Functional specificity of two hormone response elements present on the human apoA-II promoter that bind retinoid X receptor α/thyroid receptor β heterodimers for retinoids and thyroids: synergistic interactions between thyroid receptor β and upstream stimulatory factor 2a

DNA binding and mutagenesis in vitro established that the −67/−55 region of the apoA-II (apolipoprotein A-II) promoter contains a thyroid HRE (hormone response element), which strongly binds RXRα (retinoid X receptor α)/T₃Rβ (thyroid receptor β) heterodimers and weakly T₃Rβ homodimers, but does not bind other homo- or heterodimers of RXRα or orphan nuclear receptors. Transactivation was abolished by point mutations in the thyroid HRE. In co-transfection experiments of HEK-293 (human embryonic kidney 293) cells, the −911/+29 human apoA-II promoter was transactivated strongly by RXRα/T₃Rβ heterodimers in the presence of RA (9-cis retinoic acid) or T₃ (tri-iodothyronine).

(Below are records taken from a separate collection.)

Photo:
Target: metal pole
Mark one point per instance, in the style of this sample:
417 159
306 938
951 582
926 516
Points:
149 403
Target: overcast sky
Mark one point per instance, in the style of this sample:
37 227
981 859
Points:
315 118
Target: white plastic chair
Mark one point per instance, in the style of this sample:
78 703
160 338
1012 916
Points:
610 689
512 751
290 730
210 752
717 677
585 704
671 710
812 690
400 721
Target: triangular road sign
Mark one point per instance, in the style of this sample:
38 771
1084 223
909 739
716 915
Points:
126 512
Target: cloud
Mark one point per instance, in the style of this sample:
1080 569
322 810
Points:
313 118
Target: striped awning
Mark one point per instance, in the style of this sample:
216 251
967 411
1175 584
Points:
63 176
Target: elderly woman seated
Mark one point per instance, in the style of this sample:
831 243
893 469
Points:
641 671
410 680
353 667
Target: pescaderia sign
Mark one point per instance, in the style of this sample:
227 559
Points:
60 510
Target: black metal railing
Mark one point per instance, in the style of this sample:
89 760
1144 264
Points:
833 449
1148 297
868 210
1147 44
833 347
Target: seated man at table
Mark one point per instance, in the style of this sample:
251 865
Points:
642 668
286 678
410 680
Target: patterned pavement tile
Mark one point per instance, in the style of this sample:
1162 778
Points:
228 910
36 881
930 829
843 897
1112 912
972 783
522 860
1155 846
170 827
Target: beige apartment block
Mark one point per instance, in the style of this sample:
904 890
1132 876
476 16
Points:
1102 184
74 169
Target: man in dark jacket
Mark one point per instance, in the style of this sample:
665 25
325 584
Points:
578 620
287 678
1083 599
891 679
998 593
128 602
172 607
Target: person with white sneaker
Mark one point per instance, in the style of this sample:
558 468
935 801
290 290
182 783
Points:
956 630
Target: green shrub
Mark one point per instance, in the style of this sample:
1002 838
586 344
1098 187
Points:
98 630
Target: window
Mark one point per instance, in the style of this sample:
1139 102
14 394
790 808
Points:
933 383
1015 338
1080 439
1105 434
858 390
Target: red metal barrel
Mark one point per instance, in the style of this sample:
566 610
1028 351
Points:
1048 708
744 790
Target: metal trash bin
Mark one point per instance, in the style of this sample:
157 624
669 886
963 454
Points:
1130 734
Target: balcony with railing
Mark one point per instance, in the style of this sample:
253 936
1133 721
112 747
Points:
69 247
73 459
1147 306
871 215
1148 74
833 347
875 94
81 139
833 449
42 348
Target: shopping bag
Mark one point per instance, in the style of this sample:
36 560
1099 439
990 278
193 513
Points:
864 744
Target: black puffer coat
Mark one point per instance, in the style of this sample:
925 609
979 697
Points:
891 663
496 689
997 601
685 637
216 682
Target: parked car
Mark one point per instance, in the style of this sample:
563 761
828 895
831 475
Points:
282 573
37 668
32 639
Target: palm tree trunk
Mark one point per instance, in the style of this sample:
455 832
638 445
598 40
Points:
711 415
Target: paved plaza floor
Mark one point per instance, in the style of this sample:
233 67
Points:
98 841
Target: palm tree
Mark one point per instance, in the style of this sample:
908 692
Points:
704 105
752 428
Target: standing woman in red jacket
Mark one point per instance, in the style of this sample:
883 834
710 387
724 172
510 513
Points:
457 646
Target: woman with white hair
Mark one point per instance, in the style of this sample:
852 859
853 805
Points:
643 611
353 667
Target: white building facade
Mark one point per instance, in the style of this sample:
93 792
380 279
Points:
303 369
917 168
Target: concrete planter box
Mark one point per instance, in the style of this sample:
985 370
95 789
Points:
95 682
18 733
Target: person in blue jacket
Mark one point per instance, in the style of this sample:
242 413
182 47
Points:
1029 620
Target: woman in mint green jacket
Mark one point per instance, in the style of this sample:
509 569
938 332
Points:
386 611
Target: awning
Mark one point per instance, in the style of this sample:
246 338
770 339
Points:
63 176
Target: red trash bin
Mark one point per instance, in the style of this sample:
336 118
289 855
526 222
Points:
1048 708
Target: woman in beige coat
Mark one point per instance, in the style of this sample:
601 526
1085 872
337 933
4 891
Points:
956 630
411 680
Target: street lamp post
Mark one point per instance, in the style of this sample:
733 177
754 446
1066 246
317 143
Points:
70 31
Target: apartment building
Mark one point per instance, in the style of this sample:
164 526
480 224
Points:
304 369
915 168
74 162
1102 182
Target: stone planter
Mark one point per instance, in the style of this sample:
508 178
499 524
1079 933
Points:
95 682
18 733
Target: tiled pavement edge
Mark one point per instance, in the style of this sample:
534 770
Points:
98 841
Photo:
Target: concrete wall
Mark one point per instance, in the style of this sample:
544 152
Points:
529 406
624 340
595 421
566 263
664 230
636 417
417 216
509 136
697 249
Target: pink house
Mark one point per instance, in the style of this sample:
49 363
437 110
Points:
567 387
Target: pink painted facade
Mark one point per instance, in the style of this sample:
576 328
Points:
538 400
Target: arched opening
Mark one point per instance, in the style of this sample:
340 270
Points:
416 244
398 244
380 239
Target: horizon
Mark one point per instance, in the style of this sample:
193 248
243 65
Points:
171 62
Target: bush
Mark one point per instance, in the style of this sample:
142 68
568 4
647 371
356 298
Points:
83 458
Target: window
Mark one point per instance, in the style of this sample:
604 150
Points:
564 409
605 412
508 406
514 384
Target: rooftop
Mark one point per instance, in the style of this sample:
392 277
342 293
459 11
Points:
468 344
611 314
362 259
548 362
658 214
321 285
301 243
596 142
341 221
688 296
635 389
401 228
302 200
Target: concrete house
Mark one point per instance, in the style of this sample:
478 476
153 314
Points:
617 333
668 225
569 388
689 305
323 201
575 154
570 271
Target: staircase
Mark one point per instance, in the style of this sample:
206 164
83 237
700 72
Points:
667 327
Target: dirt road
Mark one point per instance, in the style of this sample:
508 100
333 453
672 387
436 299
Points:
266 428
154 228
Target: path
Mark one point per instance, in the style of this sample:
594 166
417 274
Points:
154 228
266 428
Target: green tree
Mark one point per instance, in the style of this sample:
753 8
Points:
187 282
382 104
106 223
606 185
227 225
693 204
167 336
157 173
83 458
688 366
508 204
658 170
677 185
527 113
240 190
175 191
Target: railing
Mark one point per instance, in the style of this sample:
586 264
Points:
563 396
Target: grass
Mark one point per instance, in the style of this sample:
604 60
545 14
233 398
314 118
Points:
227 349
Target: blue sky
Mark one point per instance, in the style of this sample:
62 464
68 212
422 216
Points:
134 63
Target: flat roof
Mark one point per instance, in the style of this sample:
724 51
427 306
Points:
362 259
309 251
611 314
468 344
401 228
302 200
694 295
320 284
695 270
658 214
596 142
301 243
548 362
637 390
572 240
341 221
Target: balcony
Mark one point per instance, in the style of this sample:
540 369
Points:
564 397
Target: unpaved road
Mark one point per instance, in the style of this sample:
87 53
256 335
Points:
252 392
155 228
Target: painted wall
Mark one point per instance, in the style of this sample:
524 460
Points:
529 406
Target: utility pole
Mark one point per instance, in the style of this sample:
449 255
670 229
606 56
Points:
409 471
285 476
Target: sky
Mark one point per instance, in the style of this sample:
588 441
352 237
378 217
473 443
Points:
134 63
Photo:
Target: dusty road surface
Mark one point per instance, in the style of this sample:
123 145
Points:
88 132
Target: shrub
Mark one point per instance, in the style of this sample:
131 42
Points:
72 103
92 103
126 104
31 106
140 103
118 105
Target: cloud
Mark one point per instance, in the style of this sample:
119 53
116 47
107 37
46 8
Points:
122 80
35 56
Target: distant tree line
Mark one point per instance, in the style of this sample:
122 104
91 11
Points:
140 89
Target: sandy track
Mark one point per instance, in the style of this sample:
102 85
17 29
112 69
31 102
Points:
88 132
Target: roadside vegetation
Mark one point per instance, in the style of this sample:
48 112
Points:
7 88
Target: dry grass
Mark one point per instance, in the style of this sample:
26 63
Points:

Homopolymeric promoters containing either three copies of the −73/−40 (element AIIAB) or four copies of the −738/−712 (element AIIJ) apoA-II promoter could be transactivated by RXRα/T₃Rβ heterodimers in COS-7 cells only in the presence of T₃ or RA respectively. RXRα/T₃Rβ heterodimers and USF2a (upstream stimulatory factor 2a) synergistically transactivated the −911/+29 apoA-II promoter in the presence of T₃. USF2a also enhanced the activity of a GAL4–T₃Rβ fusion protein in the presence of T₃ and suppressed the activity of a GAL4–RXRα fusion protein in the presence of RA. These findings suggest a functional specificity of the two HREs of the apoA-II promoter for retinoids and thyroids, which is modulated by synergistic or antagonistic interactions between RXRα/T₃Rβ heterodimers and the ubiquitous transcription factor USF2a.